Des schémas détaillés des processus ont été créés pour toutes les activités principales : réception, stockage, préparation des commandes, emballage et expédition. Ces schémas ont permis de mettre en évidence les étapes redondantes et les interventions manuelles qui ralentissaient les opérations. Par exemple :
La réception impliquait plusieurs transferts et des mises à jour système retardées.
La cueillette reposait davantage sur l'intuition de l'opérateur que sur des séquences guidées, ce qui augmentait la variabilité.
La cartographie de ces processus a permis à l'équipe d'identifier les possibilités de rationalisation des flux de travail et d'automatisation.
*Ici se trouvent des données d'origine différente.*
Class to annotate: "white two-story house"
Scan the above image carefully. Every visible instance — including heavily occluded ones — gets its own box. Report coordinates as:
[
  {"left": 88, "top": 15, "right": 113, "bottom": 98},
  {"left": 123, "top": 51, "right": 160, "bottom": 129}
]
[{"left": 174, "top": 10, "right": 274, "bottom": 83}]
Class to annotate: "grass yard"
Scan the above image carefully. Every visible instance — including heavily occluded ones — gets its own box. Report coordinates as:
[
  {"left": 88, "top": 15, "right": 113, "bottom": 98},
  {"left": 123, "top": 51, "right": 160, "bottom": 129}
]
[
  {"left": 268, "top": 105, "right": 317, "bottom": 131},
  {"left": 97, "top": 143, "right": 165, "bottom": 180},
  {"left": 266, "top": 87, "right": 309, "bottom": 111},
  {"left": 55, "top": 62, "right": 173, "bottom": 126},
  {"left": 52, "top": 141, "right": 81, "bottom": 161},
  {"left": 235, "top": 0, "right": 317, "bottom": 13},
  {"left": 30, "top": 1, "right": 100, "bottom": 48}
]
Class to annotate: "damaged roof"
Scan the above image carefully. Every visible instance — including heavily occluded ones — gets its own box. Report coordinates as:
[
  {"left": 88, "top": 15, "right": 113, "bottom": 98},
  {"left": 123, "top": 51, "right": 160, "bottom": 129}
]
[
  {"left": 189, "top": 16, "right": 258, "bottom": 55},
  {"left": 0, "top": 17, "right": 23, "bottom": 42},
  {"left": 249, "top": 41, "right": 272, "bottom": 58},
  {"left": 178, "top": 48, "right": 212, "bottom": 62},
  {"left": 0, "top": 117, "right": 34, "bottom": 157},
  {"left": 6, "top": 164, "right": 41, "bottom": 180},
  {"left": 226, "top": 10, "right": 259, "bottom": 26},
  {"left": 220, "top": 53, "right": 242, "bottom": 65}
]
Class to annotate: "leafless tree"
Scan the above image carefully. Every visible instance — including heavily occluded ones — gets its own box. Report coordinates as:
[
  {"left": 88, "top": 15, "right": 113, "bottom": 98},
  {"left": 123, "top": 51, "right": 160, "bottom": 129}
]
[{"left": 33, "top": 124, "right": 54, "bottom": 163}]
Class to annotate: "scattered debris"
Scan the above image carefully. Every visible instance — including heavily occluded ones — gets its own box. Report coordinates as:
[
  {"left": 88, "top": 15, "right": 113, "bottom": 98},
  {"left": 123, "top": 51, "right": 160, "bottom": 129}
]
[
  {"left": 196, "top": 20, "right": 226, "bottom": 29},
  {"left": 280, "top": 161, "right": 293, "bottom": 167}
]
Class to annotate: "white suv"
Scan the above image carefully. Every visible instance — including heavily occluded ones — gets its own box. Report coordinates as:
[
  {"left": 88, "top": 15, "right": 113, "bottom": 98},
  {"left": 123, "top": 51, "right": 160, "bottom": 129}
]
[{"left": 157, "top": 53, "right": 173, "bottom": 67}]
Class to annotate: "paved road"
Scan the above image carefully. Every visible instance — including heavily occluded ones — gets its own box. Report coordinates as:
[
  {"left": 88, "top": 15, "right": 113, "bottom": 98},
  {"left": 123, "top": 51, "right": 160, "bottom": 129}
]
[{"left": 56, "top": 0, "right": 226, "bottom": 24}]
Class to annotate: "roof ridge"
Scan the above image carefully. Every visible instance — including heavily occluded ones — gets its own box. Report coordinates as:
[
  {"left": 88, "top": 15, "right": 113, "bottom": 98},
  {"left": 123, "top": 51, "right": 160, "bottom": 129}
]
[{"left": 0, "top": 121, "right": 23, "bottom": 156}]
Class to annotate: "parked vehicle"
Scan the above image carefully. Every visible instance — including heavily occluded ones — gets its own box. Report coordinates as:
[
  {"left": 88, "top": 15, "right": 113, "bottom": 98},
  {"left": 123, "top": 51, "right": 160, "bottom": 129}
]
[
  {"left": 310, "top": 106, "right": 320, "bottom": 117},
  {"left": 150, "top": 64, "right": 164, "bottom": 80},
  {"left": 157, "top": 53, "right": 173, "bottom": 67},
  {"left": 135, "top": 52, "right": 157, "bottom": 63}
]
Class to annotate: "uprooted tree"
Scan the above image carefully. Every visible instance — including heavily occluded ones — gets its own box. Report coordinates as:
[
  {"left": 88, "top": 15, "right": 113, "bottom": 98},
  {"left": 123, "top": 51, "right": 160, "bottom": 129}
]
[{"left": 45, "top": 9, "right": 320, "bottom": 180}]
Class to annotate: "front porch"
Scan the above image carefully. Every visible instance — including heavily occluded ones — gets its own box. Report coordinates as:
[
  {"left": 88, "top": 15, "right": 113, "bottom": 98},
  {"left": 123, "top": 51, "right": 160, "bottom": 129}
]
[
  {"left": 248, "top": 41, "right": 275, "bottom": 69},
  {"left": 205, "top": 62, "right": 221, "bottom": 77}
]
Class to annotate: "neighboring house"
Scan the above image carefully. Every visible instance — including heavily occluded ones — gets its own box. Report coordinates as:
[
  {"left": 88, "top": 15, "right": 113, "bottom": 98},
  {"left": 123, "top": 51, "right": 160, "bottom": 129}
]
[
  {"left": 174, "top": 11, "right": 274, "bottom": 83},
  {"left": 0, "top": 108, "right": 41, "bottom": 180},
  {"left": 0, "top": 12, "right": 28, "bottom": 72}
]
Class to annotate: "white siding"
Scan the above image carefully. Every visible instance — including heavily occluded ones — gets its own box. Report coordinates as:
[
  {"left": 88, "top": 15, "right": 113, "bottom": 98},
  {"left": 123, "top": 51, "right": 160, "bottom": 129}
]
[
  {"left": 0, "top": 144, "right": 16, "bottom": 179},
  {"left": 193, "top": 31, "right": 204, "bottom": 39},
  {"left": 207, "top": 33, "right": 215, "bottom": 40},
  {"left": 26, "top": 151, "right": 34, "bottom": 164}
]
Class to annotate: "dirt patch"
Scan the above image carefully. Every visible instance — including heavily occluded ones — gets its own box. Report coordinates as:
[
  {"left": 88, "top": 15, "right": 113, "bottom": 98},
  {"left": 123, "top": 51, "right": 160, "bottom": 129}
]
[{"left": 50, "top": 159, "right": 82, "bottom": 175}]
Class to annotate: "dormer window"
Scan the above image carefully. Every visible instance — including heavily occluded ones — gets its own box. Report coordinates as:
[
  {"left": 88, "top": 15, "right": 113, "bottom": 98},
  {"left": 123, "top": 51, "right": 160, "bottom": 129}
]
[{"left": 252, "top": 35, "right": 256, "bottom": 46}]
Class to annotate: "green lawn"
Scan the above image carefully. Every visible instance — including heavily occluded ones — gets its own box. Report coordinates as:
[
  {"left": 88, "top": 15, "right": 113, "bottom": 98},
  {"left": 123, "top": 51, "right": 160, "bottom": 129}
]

Composante 4. Analyse des flux de matières
Les études sur les flux de matériaux ont permis de quantifier les modèles de mouvement des SKU, la vitesse de la demande et les exigences en matière de manutention. Les conclusions étaient les suivantes :
20 % des références représentaient 80 % des activités de préparation des commandes (principe de Pareto).
Les articles à haute fréquence étaient dispersés dans l'entrepôt, ce qui augmentait le temps de déplacement.
Les articles volumineux et à rotation lente occupaient les zones privilégiées près de la zone d'expédition.
Ces conclusions ont conduit à la mise en place de stratégies de rangement et à la refonte de l'agencement, afin de garantir que les articles très demandés soient placés de manière à être facilement accessibles.
Composante 5. Élaboration de plans conceptuels
Enfin, des plans conceptuels ont été élaborés à partir de facteurs de planification tels que le stock total disponible, les dimensions des références, la portée des équipements de manutention et les distances de sécurité. La conception a donné la priorité aux éléments suivants :
Zonage par vitesse: les produits à rotation rapide près de la zone d'expédition, les produits à rotation lente dans les zones périphériques.
Optimisation verticale: rayonnages à plusieurs niveaux et systèmes VLM pour petites pièces.
Rationalisation des allées: allées étroites rendues possibles grâce aux chariots Sprinter WAV pour un stockage à haute densité.
Cette méthodologie garantissait que chaque recommandation était étayée par des données et réalisable sur le plan opérationnel.
Approche de mise en œuvre progressive
Phase 1 : Fondements et vision
La phase 1 s'est concentrée sur des gains rapides afin de stabiliser les opérations et d'améliorer l'efficacité sans changements structurels majeurs. L'objectif était d'augmenter la précision des stocks, de réduire les temps de déplacement et d'améliorer la sécurité des opérateurs tout en tirant parti de l'empreinte existante.
Initiatives clés de la phase 1
1. Mise à jour de la stratégie de prélèvement et de validation des commandes
Le processus de préparation des commandes existant était très inefficace : manuel, sans séquencement et dépendant de bons imprimés. Pour remédier à cela, plusieurs stratégies ont été envisagées :
Séquençage des chemins de prélèvement: organisation des chemins de prélèvement afin de minimiser le temps de déplacement. Cette approche réduit les retours inutiles et optimise les mouvements des préleveurs.
Logique de validation des commandes: validation des commandes par lots en fonction de la proximité et de la priorité. Cela permet d'éviter les encombrements et garantit que les commandes hautement prioritaires sont traitées en premier.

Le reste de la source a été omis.